È stato denunciato l’uomo che, nei mesi di dicembre scorso e nel mese in corso, aveva imbrattato i muri di Marina di Pietrasanta con scritte contenenti minacce rivolte alle massime Istituzioni Nazionali e locali. Il risultato arriva al termine di un’attività investigativa scrupolosa, continua e capillare, condotta dai Carabinieri della Compagnia di Viareggio, con il supporto del Nucleo Investigativo del Comando Provinciale di Lucca.
L’indagine, portata avanti senza sosta, ha previsto l’analisi dettagliata di numerosi filmati di videosorveglianza pubblica e privata, affiancata anche da servizi di osservazione sul territorio. Grazie a questo lavoro metodico e alla costante presenza degli investigatori nelle aree interessate, è stato possibile individuare il presunto autore delle scritte su diversi muri della cittadina di Marina di Pietrasanta.
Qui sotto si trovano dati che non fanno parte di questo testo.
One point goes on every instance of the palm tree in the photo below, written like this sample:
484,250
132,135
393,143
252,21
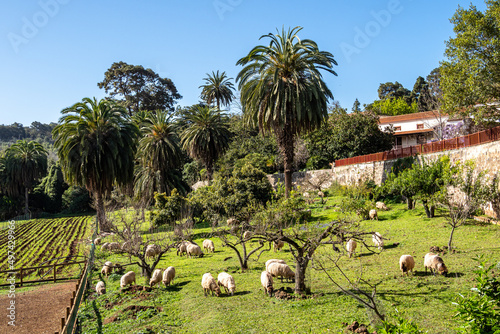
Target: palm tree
282,89
159,152
25,163
96,144
218,88
206,135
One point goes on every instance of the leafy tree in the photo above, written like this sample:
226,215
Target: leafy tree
26,163
347,135
217,88
96,144
207,135
471,73
139,88
282,89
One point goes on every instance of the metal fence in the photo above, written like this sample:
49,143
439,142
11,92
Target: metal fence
477,138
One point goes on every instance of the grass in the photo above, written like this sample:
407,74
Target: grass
425,299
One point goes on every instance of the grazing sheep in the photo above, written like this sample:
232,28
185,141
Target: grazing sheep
351,247
435,264
377,240
406,264
208,245
194,250
281,270
277,245
100,288
268,262
168,276
266,279
127,279
155,278
208,283
247,235
227,281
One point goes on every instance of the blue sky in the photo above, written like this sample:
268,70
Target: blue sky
54,52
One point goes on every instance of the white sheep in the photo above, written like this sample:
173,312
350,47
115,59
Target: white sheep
406,264
435,264
194,250
227,281
277,245
266,279
100,288
168,276
378,241
208,245
351,247
127,279
155,278
208,283
281,270
268,262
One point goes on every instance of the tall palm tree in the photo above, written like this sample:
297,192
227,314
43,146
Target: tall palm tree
207,135
25,163
218,88
96,144
282,89
159,152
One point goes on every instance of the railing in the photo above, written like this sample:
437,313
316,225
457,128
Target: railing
477,138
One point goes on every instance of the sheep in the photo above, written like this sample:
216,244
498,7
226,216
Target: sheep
351,247
100,288
377,240
208,245
155,278
194,250
435,264
266,279
208,283
268,262
247,235
127,279
406,264
281,270
278,245
168,276
227,281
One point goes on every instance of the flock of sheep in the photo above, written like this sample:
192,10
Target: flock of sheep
274,268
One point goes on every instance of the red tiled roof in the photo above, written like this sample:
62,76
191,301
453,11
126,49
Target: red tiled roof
411,117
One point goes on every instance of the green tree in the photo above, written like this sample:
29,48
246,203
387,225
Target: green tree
217,88
96,143
282,89
471,73
138,88
206,135
26,163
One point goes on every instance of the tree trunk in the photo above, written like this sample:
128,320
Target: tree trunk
26,206
101,214
451,238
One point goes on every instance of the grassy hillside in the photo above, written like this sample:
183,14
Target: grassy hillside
183,308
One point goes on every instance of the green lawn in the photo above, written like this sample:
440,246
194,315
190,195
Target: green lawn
425,299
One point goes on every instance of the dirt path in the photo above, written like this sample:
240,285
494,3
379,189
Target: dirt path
37,311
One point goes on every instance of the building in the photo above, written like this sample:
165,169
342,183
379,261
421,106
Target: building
417,128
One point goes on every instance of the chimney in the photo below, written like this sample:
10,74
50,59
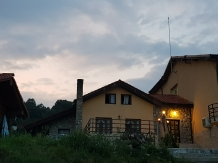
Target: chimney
79,104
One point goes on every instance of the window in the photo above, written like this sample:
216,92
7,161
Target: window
110,99
104,125
64,131
174,90
126,99
133,125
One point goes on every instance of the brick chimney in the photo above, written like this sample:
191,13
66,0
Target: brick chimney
79,104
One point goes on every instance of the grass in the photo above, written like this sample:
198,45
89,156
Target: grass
78,148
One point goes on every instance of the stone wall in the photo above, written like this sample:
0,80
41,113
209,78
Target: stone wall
67,122
207,138
183,114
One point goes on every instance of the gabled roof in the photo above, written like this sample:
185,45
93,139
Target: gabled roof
120,84
185,58
171,100
10,97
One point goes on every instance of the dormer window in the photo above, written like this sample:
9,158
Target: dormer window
110,98
174,90
126,99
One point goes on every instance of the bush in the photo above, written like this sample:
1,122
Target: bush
78,147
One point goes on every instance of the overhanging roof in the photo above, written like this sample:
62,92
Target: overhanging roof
171,100
185,58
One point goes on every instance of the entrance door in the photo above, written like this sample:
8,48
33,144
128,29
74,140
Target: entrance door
173,127
133,125
104,125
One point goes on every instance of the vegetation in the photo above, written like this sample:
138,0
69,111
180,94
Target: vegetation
39,111
78,148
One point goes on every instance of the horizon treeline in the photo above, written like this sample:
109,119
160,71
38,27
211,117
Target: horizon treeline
39,111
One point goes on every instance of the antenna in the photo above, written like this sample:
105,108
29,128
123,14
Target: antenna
170,45
169,35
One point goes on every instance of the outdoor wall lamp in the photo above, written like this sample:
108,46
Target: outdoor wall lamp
158,120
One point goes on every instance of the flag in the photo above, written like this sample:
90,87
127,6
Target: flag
5,131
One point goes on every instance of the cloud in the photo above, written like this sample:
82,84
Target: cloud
48,45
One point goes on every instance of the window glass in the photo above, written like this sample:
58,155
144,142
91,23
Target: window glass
64,131
126,99
110,98
174,90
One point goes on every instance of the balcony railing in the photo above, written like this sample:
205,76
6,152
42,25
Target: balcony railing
213,113
116,127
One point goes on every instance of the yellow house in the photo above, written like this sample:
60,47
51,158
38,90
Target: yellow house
118,106
194,77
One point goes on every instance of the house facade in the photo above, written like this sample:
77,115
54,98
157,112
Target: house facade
117,106
195,79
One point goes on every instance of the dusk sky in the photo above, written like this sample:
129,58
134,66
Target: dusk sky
49,44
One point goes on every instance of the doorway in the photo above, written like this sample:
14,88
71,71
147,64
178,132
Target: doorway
174,128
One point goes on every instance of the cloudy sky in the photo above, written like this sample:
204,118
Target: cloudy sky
49,44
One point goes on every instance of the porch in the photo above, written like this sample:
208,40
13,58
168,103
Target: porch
117,128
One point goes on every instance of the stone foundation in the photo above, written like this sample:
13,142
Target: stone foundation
67,122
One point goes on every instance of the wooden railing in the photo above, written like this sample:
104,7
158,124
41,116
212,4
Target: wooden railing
213,111
120,126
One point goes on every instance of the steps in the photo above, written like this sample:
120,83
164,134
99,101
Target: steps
196,155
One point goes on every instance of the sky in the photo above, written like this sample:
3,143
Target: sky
50,44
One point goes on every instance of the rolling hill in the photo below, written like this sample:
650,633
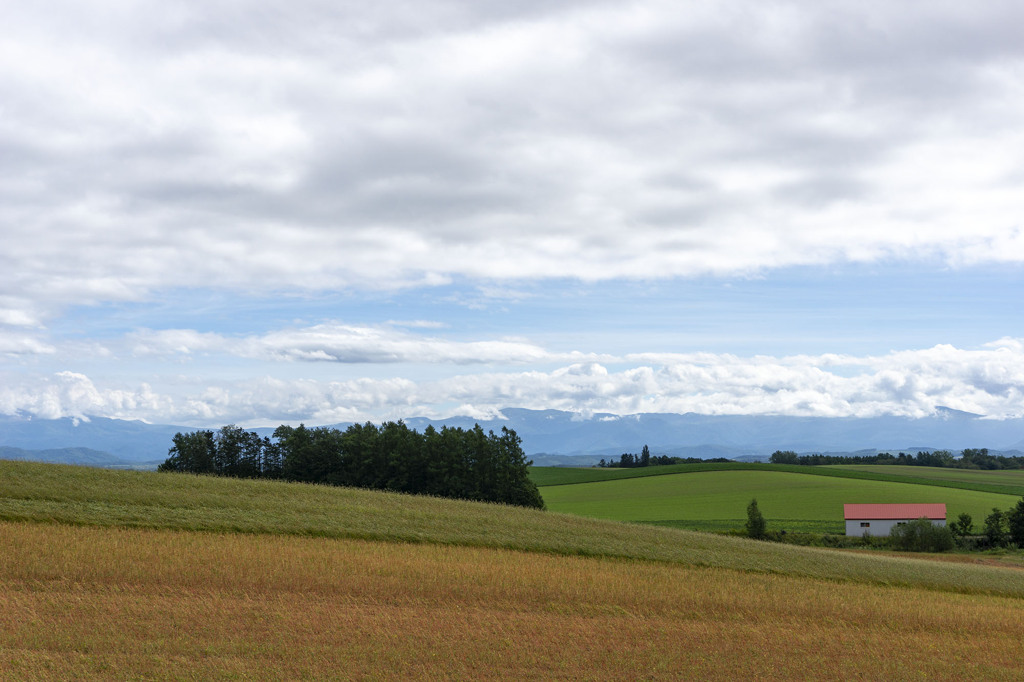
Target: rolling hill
126,574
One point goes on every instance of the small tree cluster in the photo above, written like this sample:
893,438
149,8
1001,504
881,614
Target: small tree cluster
452,462
922,536
756,524
1005,527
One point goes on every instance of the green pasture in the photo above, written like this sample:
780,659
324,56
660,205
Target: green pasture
716,500
1012,479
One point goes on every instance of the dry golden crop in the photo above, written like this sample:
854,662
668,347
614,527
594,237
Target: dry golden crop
115,603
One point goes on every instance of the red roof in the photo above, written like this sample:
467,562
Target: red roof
882,512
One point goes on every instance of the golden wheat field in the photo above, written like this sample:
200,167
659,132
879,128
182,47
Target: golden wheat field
116,603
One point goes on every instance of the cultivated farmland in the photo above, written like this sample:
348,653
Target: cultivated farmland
805,499
140,576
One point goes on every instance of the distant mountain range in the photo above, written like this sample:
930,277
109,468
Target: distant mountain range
551,436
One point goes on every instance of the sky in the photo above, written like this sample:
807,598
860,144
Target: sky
327,211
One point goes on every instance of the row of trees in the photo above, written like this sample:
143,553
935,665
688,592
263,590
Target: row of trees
1005,526
645,459
969,459
451,462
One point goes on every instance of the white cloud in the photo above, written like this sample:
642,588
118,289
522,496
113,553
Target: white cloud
148,146
910,383
340,343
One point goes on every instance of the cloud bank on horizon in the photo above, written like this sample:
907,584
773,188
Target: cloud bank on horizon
218,212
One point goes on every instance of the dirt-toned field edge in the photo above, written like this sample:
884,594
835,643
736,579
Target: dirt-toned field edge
79,496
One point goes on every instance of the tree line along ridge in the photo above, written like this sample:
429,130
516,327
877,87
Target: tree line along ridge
466,464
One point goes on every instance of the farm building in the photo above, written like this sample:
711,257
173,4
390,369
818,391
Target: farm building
880,519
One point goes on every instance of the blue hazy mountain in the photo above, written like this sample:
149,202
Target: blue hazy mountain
563,433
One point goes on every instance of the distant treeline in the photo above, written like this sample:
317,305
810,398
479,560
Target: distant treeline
450,463
645,459
969,459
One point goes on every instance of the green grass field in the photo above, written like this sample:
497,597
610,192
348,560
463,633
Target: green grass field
718,499
1003,482
1012,479
118,574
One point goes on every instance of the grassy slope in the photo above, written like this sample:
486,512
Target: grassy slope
791,501
81,496
1003,482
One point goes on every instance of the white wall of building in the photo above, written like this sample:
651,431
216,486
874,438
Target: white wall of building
879,526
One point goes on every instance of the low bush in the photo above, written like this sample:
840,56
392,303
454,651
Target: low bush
922,536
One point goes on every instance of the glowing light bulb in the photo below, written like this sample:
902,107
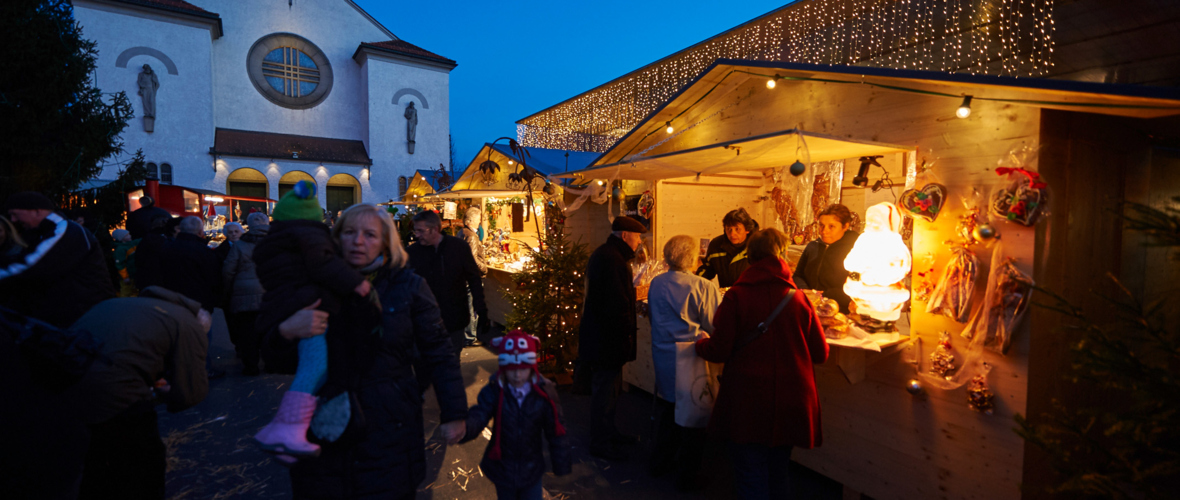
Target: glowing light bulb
964,109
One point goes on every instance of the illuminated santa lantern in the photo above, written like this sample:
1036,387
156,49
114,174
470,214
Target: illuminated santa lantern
878,263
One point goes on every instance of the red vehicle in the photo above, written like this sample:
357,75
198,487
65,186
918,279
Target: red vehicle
183,202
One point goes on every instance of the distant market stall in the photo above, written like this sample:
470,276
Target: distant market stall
987,172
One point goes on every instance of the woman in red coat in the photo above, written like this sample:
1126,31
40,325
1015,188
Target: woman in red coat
767,402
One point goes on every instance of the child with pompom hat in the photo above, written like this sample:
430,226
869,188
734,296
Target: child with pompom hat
300,265
524,406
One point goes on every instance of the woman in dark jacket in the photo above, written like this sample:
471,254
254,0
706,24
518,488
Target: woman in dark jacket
381,454
821,265
767,402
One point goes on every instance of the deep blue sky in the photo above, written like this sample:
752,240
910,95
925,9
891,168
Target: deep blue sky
519,57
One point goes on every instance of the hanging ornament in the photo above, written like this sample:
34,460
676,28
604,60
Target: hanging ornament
925,202
942,361
978,395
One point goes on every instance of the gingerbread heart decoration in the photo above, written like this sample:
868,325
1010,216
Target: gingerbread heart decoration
925,202
1021,204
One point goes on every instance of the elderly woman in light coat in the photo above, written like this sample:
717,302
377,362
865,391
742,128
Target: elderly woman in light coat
682,307
241,282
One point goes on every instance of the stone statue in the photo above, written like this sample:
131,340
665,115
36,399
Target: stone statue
148,86
411,125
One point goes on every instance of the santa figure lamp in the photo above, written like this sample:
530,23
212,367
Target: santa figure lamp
878,264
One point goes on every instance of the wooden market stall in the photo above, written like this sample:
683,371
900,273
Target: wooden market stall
732,137
509,223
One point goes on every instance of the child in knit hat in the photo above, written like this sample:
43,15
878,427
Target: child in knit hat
524,406
300,264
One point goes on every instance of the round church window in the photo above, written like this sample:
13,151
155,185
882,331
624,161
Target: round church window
289,71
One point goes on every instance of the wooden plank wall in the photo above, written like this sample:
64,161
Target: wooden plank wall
878,439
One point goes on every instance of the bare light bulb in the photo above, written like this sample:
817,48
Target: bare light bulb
964,109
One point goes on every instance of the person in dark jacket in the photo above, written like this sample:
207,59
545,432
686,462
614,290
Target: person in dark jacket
61,274
607,339
821,265
153,350
189,265
240,277
387,460
726,257
450,268
524,406
142,219
299,264
767,402
150,252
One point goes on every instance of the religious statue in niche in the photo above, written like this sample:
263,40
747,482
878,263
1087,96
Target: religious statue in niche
148,86
411,125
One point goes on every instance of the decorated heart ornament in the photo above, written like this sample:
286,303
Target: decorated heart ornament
925,202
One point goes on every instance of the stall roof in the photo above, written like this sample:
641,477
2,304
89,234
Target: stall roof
749,153
723,76
546,162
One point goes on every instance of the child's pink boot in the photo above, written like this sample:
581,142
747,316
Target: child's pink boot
287,433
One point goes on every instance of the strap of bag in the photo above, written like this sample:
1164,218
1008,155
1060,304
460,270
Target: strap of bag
764,326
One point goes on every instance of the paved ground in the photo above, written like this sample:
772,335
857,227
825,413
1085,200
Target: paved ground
210,454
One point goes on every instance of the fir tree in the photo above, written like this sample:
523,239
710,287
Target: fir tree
548,300
1126,449
56,126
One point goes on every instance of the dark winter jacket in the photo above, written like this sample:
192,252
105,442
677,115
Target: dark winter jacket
725,260
297,263
608,330
190,268
139,221
59,277
767,393
150,260
389,460
240,276
522,462
451,271
144,339
821,268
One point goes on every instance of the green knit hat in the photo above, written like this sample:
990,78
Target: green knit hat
299,204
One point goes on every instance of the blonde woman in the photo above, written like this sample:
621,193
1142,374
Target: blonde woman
682,307
372,362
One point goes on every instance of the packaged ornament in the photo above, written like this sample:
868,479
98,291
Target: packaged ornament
978,395
1026,196
1008,298
952,295
942,361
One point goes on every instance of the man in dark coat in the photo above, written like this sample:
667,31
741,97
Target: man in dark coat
139,221
61,274
157,336
608,331
450,268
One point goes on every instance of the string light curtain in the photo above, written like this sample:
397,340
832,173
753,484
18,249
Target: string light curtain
978,37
Durante la perquisizione domiciliare, militari hanno rinvenuto materiale ritenuto compatibile con gli episodi contestati: indumenti indossati in occasione dei raid vandalici, una bomboletta spray e altro materiale riconducibile agli eventi, ora custoditi dai militari.
Il sessantenne, domiciliato a Marina di Pietrasanta e con precedenti di polizia, è stato denunciato per offesa all’onore dei Capi di Stato, minaccia, istigazione a delinquere e deturpamento e imbrattamento di cose altrui. Le indagini proseguono per verificare eventuali ulteriori responsabilità e accertare possibili collegamenti con altri soggetti sul territorio.
L’attenzione dell’Arma dei Carabinieri non è rivolta esclusivamente al contrasto dei reati di natura eversiva o intimidatoria, ma si estende anche alla salvaguardia della bellezza e dell’integrità degli edifici pubblici e privati.